HOT PURSUIT 1
By Jennifer Zane
A fun weekend at a friend’s wedding in Denver takes a bizarre twist for Anna Scott when her rental car is pulled over due to an “anonymous tip”. In her trunk…one dead body linked to warring crime families in Denver and New York. It should be easy for an innocent woman to be cleared for an innocent mix-up. But was it a mistake? The police aren’t so sure, and neither is the crime boss who wants vengeance for his son-in-law’s death. You see, Anna Scott didn’t exist a couple of years ago, she knows way too much about criminal procedures and about talking to cops. Anna Scott has a secret, and this twist of fate could not only expose her, but place her and anyone close to her in danger.
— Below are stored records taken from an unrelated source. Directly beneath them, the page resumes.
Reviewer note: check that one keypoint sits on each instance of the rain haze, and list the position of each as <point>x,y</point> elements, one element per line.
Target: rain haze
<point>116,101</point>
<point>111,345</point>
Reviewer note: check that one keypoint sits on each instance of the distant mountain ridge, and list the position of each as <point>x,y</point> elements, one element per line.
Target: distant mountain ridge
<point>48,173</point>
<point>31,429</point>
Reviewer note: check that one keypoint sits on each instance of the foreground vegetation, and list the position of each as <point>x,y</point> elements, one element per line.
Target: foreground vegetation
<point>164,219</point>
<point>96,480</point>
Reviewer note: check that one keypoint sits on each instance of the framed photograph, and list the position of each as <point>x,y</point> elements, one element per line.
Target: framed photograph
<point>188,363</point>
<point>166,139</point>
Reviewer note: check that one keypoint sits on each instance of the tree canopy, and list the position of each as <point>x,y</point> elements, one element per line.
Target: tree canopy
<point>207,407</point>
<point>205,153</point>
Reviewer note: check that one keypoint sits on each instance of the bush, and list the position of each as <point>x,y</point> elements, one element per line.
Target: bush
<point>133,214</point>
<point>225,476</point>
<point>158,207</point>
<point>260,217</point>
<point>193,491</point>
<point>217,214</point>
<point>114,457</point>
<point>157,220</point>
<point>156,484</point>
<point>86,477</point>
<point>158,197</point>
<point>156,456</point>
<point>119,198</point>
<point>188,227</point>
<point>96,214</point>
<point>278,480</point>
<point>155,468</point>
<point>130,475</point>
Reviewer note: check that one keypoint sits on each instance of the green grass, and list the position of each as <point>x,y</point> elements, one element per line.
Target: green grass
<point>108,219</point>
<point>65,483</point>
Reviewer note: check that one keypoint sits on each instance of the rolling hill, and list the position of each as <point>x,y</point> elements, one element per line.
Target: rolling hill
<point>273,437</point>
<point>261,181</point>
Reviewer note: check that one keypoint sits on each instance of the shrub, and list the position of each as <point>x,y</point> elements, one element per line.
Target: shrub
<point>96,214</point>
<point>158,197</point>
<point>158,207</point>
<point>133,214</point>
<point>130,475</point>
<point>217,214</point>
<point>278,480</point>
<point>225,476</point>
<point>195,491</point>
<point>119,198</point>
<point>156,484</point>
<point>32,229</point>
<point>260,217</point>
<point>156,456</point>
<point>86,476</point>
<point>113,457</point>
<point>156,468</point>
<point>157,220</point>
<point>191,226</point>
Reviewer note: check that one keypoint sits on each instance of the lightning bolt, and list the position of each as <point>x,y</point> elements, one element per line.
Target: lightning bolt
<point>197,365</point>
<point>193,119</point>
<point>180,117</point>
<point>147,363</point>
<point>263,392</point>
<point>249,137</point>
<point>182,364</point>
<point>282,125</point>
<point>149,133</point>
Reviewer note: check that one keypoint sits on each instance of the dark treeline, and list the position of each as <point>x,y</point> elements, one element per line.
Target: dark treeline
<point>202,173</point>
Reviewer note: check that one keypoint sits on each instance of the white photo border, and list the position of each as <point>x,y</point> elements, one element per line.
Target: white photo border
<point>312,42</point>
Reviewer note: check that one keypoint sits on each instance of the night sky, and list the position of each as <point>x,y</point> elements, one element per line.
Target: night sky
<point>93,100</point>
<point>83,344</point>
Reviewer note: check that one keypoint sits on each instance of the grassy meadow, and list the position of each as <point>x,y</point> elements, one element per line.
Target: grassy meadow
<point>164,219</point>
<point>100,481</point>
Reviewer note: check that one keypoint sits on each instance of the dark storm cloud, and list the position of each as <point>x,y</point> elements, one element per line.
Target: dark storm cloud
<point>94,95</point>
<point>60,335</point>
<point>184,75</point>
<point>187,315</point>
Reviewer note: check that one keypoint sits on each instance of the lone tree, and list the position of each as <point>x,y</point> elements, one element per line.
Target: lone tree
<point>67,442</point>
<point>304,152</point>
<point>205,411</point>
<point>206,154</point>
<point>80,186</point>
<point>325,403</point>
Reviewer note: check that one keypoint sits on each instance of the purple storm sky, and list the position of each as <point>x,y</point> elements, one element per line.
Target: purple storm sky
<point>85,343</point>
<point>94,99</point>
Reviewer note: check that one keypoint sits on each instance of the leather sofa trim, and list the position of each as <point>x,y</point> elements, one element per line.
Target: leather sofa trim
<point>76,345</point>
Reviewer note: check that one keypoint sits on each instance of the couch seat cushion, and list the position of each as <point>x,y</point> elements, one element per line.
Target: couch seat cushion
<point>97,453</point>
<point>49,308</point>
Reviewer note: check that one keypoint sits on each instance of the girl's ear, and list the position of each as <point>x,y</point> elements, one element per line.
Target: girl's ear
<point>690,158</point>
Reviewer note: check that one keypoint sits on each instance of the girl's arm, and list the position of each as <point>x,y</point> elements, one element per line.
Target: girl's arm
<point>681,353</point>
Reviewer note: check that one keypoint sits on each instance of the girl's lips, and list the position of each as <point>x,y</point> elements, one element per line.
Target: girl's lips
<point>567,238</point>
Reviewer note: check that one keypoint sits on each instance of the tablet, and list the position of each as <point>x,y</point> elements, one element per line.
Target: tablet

Jake Griffin is playing a dangerous game. He’s spent the last few months undercover in the Moretti crime family. Anna Scott is a big problem. Moretti assigns him to find out who she is, what she wants, and to kill her if she’s a threat. Jake needs to keep his nose clean and focus on taking down Moretti, not a sexy woman who is a complete mystery. He can’t stop thinking about her; her knowledge, her name, her dangerous associates, her fear, or the bone deep desire every time he sees her. Nick’s at war with the whole world over one alluring, yet vulnerable woman, and he can’t seem to stop taking dangerous chances where she’s concerned. The most dangerous of all might be trusting her with the truth.
© 2014 Jennifer Zane
If I had known how much fun it was to drive, how exhilarating it would feel, I would have done it sooner. Living in New York City didn’t require a car, but life required a government ID, so years ago I’d finagled a friend into loaning me his Prius long enough to take the driving test and obtain a license. I hadn’t been behind the wheel since.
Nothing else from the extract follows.